The Bible is not a manual that offers answers to complex public policy issues. Nevertheless, it provides general perspectives and principles that can help structure moral analysis and guide decision-making. One of the temptations in Christian political engagement is the misuse of faith in public policy analysis and advocacy. This shortcoming is especially the case among evangelicals, who frequently use scripture to bolster their political advocacy.

The direct appeal to scripture, however, rarely contributes to public justice or the moral assessment of policies. More importantly, it can be destructive to faith itself. Examples of the misuse of scripture include the following: 1) prior to and during the American Civil War, Christians in the South used the Bible to defend the institution of slavery; 2) in the l950s and l960s, South African Boers (Afrikaners) used scripture to enact and justify the policy of apartheid; 3) when the Panama Canal Treaty was being discussed and debated in the United States in the late l970s, some Latin American theologians used prophetic texts of the Bible to defend the proposed measure; 4) and in 1985, a leading Presbyterian preacher in Florida used scripture (Nehemiah’s account of the building of Jerusalem’s wall) to defend President Ronald Reagan’s Strategic Defense Initiative.

Fundamentally, the Christian faith is about our spiritual life—our relationship with God.
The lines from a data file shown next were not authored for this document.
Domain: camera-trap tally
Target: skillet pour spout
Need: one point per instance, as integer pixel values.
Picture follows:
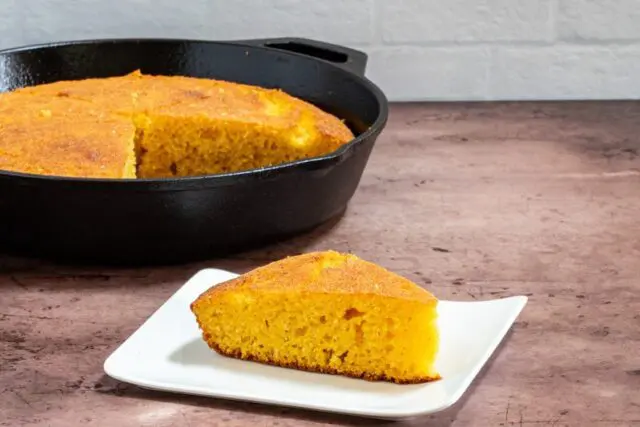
(175, 220)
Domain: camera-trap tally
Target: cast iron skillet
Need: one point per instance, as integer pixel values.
(155, 221)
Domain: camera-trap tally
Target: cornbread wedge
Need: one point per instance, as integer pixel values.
(325, 312)
(175, 126)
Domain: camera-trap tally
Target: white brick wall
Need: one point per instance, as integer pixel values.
(419, 49)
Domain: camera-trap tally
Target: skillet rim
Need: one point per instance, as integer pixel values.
(228, 178)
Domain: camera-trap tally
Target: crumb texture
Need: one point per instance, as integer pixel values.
(325, 312)
(158, 126)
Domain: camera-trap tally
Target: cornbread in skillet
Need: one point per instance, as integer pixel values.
(158, 126)
(326, 312)
(49, 136)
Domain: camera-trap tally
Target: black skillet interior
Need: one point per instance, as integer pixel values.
(185, 219)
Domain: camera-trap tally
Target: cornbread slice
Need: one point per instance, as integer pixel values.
(325, 312)
(181, 126)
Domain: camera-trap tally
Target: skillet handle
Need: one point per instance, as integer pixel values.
(351, 60)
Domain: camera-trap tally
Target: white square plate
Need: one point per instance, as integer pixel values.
(167, 353)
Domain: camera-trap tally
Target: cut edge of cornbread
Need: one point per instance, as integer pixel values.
(219, 126)
(355, 330)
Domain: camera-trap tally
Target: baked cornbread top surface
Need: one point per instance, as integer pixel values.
(45, 135)
(326, 272)
(89, 116)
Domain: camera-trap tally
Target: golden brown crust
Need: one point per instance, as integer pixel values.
(326, 272)
(236, 354)
(75, 111)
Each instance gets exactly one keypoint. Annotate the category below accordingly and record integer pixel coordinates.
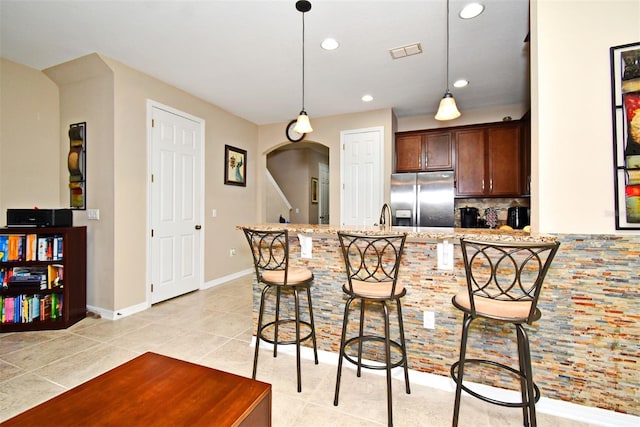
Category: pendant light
(303, 125)
(447, 109)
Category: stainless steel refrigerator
(424, 199)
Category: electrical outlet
(429, 321)
(93, 214)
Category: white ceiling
(245, 56)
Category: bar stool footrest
(303, 323)
(394, 345)
(454, 375)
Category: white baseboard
(228, 278)
(119, 314)
(558, 408)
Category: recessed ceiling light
(471, 10)
(329, 44)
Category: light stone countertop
(433, 234)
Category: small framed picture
(235, 166)
(314, 190)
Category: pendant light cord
(303, 61)
(447, 47)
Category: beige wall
(30, 157)
(572, 154)
(86, 95)
(234, 205)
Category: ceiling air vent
(408, 50)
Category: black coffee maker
(518, 217)
(469, 217)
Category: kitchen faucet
(385, 215)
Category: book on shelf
(30, 308)
(50, 248)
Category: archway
(297, 192)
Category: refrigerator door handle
(416, 218)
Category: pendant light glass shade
(303, 125)
(448, 110)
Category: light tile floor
(213, 328)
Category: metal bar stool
(503, 285)
(372, 264)
(270, 250)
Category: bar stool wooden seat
(270, 250)
(504, 281)
(372, 264)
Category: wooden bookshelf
(43, 273)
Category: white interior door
(176, 203)
(323, 193)
(361, 174)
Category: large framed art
(625, 99)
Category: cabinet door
(470, 162)
(504, 145)
(438, 151)
(408, 153)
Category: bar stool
(372, 264)
(503, 285)
(270, 250)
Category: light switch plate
(93, 214)
(445, 255)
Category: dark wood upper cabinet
(490, 161)
(423, 151)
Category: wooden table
(154, 390)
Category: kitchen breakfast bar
(429, 289)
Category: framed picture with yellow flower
(235, 166)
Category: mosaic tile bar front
(585, 348)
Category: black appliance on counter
(39, 218)
(469, 217)
(518, 217)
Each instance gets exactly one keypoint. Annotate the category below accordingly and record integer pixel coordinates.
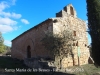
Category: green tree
(93, 13)
(2, 47)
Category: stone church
(28, 44)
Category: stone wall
(31, 38)
(64, 20)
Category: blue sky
(17, 16)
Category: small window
(55, 21)
(74, 33)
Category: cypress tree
(93, 14)
(2, 47)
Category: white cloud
(7, 21)
(13, 2)
(5, 28)
(3, 5)
(24, 21)
(17, 16)
(11, 15)
(7, 42)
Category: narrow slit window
(74, 33)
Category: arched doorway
(28, 52)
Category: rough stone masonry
(28, 45)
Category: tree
(60, 45)
(93, 13)
(2, 47)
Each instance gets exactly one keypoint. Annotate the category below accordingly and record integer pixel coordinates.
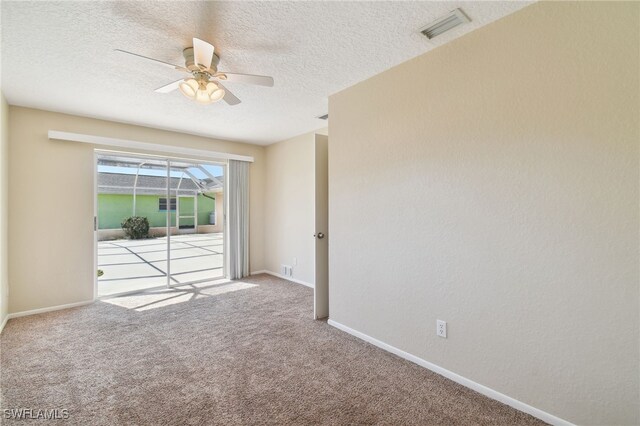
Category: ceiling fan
(203, 85)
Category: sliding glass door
(159, 222)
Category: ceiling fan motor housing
(190, 63)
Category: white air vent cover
(444, 24)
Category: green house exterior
(114, 208)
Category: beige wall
(494, 185)
(290, 206)
(52, 182)
(4, 203)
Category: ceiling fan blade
(229, 97)
(260, 80)
(177, 67)
(202, 53)
(169, 87)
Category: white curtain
(238, 199)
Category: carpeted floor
(236, 353)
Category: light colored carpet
(240, 353)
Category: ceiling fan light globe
(189, 88)
(202, 97)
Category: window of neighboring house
(162, 204)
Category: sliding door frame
(168, 159)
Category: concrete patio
(131, 265)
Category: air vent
(444, 24)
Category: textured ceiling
(60, 56)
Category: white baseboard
(264, 271)
(493, 394)
(49, 309)
(4, 322)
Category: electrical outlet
(286, 270)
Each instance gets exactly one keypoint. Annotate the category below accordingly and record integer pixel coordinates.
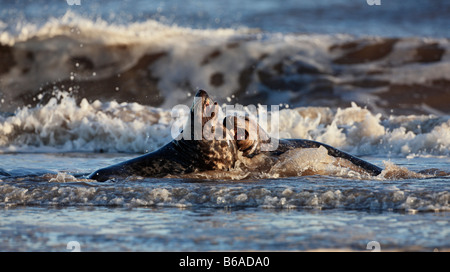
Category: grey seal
(199, 152)
(243, 127)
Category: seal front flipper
(197, 150)
(251, 146)
(285, 145)
(156, 164)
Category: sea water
(84, 87)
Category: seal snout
(201, 93)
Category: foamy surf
(63, 125)
(301, 193)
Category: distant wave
(160, 65)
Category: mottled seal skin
(181, 156)
(242, 127)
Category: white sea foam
(63, 125)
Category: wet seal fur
(182, 156)
(243, 127)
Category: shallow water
(212, 229)
(44, 212)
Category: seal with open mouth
(199, 151)
(250, 138)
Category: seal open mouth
(203, 110)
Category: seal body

Christianity teaches us how to think and live as responsible human beings in light of God’s grace, manifest in the death and resurrection of Jesus Christ. As St. Augustine noted long ago and as Lutheran theology has made plain, Christians are members of the church, the body of Christ, but they are also members of the earthly kingdom—participating in the temporal responsibilities in family life as well as the cities and countries that they inhabit. Heavenly citizenship has implications over how we fulfill our responsibilities on earth.

In more than four decades of teaching political science at a Christian liberal arts college, I sought to teach my students the challenging task of integrating faith and public affairs. While I emphasized the importance of faith in public life, I also cautioned that the task of bringing faith to bear on politics needed to be undertaken with caution and humility. In particular, I emphasized that the integrative task demanded biblical and theological knowledge as well as deep knowledge of the public policy issues being addressed. In short, if believers are to integrate the responsibilities of the Kingdom of God with those of the Kingdom of Man, they need to be competent biblically and politically.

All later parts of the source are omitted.